A seizure is when the signal doesn’t die off like it should. Some clump of neurons is too sensitive, or maybe the enzymes that help regulate and turn off neurons aren’t working correctly. Either way, the signal cycles through that part of the brain over and over and over again, getting stronger every time and going super fast. Instead of a signal sweeping through your brain like it should, it’s just looping in that one, broken part so fast that your neurons stop really doing their job. Eventually, the seizure stops when the neurons *can’t* fire anymore.

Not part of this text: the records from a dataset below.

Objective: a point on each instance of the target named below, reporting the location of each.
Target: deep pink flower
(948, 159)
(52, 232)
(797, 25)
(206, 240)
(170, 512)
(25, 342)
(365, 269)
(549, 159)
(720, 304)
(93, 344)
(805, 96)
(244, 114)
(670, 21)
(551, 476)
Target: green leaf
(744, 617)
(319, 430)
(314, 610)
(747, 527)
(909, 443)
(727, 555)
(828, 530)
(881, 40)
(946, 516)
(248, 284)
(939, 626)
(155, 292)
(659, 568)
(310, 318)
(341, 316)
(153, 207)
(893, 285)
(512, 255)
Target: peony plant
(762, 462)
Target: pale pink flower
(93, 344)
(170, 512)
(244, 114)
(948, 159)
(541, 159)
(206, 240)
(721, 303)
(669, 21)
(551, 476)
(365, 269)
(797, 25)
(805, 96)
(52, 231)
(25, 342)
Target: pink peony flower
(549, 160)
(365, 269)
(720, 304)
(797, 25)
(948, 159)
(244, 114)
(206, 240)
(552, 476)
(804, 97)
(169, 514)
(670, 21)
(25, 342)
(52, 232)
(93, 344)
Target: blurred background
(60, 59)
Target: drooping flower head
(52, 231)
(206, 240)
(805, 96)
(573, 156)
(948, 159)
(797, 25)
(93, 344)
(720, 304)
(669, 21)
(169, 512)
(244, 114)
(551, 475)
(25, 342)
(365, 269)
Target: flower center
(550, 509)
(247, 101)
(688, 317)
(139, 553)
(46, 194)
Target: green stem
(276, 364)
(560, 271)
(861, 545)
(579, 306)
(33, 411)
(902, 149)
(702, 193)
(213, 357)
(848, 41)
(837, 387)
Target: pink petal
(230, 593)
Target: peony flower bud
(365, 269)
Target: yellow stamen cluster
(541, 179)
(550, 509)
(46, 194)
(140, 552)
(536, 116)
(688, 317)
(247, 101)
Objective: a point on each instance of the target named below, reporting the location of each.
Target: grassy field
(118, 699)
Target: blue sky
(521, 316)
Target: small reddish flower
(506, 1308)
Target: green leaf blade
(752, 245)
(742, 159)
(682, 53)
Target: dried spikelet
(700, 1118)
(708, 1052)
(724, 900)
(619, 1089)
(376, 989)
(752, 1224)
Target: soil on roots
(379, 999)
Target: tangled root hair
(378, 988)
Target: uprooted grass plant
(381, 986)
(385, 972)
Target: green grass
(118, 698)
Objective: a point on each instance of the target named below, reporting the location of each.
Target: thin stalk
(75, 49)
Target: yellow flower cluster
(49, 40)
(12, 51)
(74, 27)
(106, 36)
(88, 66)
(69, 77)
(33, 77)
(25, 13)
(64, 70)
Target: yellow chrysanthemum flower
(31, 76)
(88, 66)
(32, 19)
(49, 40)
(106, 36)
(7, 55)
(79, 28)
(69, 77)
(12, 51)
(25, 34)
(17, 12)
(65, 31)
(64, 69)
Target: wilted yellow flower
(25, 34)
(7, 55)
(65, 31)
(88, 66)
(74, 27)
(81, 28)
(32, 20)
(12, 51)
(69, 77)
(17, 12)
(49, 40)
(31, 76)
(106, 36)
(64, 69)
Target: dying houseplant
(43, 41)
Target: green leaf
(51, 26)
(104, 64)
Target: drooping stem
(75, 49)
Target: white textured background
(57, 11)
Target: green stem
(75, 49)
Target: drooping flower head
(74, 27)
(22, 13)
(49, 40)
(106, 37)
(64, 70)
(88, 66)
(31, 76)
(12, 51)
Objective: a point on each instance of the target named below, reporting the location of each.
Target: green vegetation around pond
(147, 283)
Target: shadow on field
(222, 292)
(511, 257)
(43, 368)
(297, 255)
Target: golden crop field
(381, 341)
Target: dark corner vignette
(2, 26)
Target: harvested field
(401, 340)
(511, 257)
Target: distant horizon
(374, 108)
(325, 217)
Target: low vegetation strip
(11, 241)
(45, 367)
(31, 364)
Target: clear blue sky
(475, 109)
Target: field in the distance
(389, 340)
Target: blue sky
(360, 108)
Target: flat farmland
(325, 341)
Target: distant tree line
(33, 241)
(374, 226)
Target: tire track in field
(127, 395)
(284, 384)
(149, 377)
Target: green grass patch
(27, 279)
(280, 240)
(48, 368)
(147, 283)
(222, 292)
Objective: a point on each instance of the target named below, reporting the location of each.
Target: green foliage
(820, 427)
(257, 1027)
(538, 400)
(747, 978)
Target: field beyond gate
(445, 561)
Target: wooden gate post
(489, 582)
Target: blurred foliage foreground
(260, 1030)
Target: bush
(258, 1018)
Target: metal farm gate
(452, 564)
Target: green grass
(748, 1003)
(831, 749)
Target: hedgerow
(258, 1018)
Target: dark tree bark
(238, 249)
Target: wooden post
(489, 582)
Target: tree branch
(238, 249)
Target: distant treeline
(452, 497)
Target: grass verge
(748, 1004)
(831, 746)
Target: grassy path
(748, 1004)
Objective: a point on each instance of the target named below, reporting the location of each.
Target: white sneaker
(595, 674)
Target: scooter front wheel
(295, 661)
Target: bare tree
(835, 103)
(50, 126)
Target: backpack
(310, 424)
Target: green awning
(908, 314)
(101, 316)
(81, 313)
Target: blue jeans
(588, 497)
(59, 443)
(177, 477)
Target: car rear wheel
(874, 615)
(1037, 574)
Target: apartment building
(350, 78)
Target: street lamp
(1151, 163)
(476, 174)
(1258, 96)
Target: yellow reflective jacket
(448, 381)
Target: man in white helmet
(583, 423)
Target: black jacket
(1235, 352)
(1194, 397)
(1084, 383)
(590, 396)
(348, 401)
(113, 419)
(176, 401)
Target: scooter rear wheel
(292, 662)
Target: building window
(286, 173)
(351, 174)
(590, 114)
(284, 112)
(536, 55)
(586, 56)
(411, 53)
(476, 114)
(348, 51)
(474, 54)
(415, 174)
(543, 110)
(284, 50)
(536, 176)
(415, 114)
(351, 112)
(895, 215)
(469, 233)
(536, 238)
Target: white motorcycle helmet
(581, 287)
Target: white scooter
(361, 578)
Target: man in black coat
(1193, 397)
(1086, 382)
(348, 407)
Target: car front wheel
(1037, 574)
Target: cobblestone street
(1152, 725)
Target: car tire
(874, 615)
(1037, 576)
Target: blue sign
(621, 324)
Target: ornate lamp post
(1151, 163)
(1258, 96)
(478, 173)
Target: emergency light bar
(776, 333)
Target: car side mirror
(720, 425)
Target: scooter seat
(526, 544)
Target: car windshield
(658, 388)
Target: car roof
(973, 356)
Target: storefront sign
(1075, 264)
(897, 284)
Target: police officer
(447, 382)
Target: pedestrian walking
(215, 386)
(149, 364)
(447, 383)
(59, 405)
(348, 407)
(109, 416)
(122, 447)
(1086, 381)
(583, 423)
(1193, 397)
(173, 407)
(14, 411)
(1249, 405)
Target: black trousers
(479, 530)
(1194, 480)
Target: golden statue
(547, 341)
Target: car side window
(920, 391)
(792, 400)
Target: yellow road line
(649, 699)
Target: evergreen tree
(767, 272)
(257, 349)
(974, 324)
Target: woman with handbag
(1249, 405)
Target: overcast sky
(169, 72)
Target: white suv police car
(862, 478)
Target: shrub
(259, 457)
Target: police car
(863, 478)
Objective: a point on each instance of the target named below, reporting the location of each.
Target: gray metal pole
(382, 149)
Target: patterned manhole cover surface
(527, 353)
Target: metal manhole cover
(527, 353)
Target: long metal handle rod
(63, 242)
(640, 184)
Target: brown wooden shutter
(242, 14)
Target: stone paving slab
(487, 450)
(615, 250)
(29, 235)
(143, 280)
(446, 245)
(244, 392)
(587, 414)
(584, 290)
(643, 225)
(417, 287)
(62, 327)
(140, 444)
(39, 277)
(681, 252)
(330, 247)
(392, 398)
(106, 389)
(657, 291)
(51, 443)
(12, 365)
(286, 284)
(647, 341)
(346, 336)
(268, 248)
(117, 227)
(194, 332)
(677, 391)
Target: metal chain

They’ve exhausted all of their chemicals needed to do so, and the person is left weak and out of it as the neurons rebuild their supplies and start to function normally again.
If the seizure is really bad, that loop leaks out into other parts of the brain. Maybe they’re leaking into the parts that control your body and sending rapid but weak signals to clench the muscles, and you get the jerking, flailing, shaking of a grand mal seizure. Note, though, that grand mal seizures are rare – most seizures are limited to a small area of the brain and it can look as innocent as just kind of zoning out for a bit.
Lights and sounds can trigger seizures because they create rapid, strong, confusing signals to begin with. In a normal brain, the neurons have some built-in limits that say not to fire too often, so if the signal loops around too quickly (say, because the lights are blinking quickly), the neurons just kind of give up trying to keep up and nothing really happens.